- 1-1/2 cups of cooked, cooled and well-drained cannelini beans (or one can, rinsed and well-drained )
- 1/4 cup unsweetened applesauce
- 3 tablespoons oil
- 1 tablespoon vanilla extract
- 1-1/2 teaspoons baking powder
- 1/2 teaspoon baking soda
- 1/4 to 1/2 teaspoon salt
- 1 cup evaporated cane juice or organic sugar
- 1/2 cup almond flour (I used Bob's Red Mill)
- 1/3 cup sorghum flour
- 1/3 cup brown rice flour
- 1/3 cup tapioca flour
- 1 cup vegan chocolate chips
- Blend the beans, applesauce, oil and vanilla in a food processor until smooth.
- Place the baking powder, baking soda, salt, sugar, almond flour, sorghum flour, brown rice flour, and tapioca flour in a large bowl. Whisk the dry ingredients together until all lumps are removed and the flours are combined.
- Add the dry ingredients to the food processor and buzz until the two mixes are well-integrated.
- Stir in the chocolate chips or, add to the processor and buzz carefully a few times until the chips are mixed in but not broken.
- Spread the batter (it will be fairly stiff) into the greased pan and smooth the top.
- Bake in a pre-heated 350˚ oven for 40 to 50 minutes until a toothpick in the center comes out sort of dry. The edges of the cake will be drier than the center, which will stay a bit moist.
- Cool on a rack for about 20 minutes before removing from the pan. If you haven't used a spring-form pan, good luck.

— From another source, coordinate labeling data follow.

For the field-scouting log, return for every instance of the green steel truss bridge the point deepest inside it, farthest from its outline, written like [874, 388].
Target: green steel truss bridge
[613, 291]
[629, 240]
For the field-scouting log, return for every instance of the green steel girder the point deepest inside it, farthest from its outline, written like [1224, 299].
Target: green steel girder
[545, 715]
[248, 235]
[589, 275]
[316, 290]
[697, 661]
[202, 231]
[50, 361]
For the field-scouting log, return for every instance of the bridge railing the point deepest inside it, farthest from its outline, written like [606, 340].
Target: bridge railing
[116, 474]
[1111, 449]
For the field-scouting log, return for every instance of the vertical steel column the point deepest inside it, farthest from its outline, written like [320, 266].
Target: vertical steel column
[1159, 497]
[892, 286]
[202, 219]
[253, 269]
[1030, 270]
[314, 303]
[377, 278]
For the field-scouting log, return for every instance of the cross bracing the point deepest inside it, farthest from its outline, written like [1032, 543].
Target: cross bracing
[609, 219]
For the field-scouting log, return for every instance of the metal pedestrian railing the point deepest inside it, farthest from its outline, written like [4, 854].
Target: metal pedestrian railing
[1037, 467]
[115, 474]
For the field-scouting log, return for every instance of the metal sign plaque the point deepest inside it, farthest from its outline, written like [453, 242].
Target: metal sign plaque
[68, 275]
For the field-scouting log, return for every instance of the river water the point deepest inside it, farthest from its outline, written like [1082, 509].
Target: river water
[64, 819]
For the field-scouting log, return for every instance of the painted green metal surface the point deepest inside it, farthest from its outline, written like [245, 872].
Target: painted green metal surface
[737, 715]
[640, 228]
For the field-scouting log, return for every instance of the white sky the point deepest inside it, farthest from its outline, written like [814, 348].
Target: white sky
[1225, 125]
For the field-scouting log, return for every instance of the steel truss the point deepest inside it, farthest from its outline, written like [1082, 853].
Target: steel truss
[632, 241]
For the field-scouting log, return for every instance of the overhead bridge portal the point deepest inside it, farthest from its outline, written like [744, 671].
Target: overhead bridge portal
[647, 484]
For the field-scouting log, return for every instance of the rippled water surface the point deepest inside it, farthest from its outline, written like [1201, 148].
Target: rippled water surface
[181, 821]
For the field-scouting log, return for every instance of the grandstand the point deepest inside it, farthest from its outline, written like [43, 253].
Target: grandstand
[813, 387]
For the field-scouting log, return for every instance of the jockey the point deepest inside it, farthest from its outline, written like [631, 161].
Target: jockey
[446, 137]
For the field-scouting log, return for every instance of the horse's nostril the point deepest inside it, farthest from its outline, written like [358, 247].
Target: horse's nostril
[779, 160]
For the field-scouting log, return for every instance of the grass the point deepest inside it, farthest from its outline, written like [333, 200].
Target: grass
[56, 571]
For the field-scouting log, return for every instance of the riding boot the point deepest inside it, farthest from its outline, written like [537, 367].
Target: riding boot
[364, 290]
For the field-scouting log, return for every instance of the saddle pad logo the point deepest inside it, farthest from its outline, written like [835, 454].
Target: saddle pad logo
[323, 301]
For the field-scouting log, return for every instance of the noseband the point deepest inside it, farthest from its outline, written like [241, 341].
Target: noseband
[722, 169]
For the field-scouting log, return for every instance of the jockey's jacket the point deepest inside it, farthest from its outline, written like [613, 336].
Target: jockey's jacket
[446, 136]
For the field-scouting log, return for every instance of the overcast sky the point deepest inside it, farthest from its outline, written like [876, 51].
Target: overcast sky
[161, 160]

- UPDATE: I placed a round of parchment paper on the pan bottom and greased it, before adding the batter and baking. After the cake had cooled about 20 minutes, I placed a plate over the top, flipped it over, peeled off the paper, placed a serving plate over the cake and flipped the cake right side up. It worked much better than trying to remove the cake from the pan bottom.